Intellectual Property (IP), Artificial Intelligence (AI), Open Movements (OM) : Hugging Face

Monday, March 11, 2024

Nvidia sued over AI training data as copyright clashes continue; Ars Technica, March 11, 2024

ASHLEY BELANGER , Ars Technica ; Nvidia sued over AI training data as copyright clashes continue

"Book authors are suing Nvidia, alleging that the chipmaker's AI platform NeMo—used to power customized chatbots—was trained on a controversial dataset that illegally copied and distributed their books without their consent.

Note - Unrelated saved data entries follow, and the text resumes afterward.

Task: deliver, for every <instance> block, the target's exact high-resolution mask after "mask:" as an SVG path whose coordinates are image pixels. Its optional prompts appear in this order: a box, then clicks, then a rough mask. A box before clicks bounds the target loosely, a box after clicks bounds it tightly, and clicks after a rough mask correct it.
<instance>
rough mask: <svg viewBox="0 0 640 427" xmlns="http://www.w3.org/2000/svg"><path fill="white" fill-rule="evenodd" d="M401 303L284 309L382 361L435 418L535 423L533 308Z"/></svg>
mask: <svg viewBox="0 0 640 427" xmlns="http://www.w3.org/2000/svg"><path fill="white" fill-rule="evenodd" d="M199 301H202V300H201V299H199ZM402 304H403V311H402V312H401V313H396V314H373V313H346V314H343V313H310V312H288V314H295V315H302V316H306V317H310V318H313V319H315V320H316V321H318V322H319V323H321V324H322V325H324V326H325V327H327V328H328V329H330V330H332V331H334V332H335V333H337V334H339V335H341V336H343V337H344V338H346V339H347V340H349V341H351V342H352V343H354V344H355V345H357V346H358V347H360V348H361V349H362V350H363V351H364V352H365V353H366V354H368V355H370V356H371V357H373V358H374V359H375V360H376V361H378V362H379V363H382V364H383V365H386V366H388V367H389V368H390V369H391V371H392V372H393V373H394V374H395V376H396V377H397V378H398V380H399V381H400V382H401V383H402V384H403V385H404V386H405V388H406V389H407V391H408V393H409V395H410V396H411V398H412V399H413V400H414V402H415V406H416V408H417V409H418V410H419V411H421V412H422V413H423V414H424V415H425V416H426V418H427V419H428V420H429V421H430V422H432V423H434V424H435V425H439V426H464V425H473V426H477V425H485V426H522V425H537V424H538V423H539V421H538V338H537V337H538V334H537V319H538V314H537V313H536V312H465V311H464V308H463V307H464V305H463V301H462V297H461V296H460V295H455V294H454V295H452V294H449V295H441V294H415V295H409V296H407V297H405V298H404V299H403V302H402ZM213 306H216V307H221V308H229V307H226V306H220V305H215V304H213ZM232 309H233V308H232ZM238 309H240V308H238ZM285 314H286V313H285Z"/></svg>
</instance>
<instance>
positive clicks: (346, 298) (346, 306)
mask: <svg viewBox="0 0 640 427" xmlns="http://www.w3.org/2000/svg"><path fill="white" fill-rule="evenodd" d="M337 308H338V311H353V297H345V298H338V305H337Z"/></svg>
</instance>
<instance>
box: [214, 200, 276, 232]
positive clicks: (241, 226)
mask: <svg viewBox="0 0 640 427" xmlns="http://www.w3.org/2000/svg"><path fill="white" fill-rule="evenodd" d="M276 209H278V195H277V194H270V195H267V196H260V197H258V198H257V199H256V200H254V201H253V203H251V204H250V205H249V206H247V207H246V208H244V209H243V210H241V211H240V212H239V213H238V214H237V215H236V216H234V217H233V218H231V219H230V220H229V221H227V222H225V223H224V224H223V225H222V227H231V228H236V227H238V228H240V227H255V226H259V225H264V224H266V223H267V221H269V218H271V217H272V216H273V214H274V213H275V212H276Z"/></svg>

In a proposed class action, novelists Abdi Nazemian (Like a Love Story), Brian Keene (Ghost Walk), and Stewart O’Nan (Last Night at the Lobster) argued that Nvidia should pay damages and destroy all copies of the Books3 dataset used to power NeMo large language models (LLMs).

The Books3 dataset, novelists argued, copied "all of Bibliotek," a shadow library of approximately 196,640 pirated books. Initially shared through the AI community Hugging Face, the Books3 dataset today "is defunct and no longer accessible due to reported copyright infringement," the Hugging Face website says.

According to the authors, Hugging Face removed the dataset last October, but not before AI companies like Nvidia grabbed it and "made multiple copies." By training NeMo models on this dataset, the authors alleged that Nvidia "violated their exclusive rights under the Copyright Act." The authors argued that the US district court in San Francisco must intervene and stop Nvidia because the company "has continued to make copies of the Infringed Works for training other models.""

Thursday, October 7, 2021

AI-ethics pioneer Margaret Mitchell on her five-year plan at open-source AI startup Hugging Face; Emerging Tech Brew, October 4, 2021

Hayden Field, Emerging Tech Brew ; AI-ethics pioneer Margaret Mitchell on her five-year plan at open-source AI startup Hugging Face

"Hugging Face wants to bring these powerful tools to more people. Its mission: Help companies build, train, and deploy AI models—specifically natural language processing (NLP) systems—via its open-source tools, like Transformers and Datasets. It also offers pretrained models available for download and customization.

So what does it mean to play a part in “democratizing” these powerful NLP tools? We chatted with Mitchell about the split from Google, her plans for her new role, and her near-future predictions for responsible AI."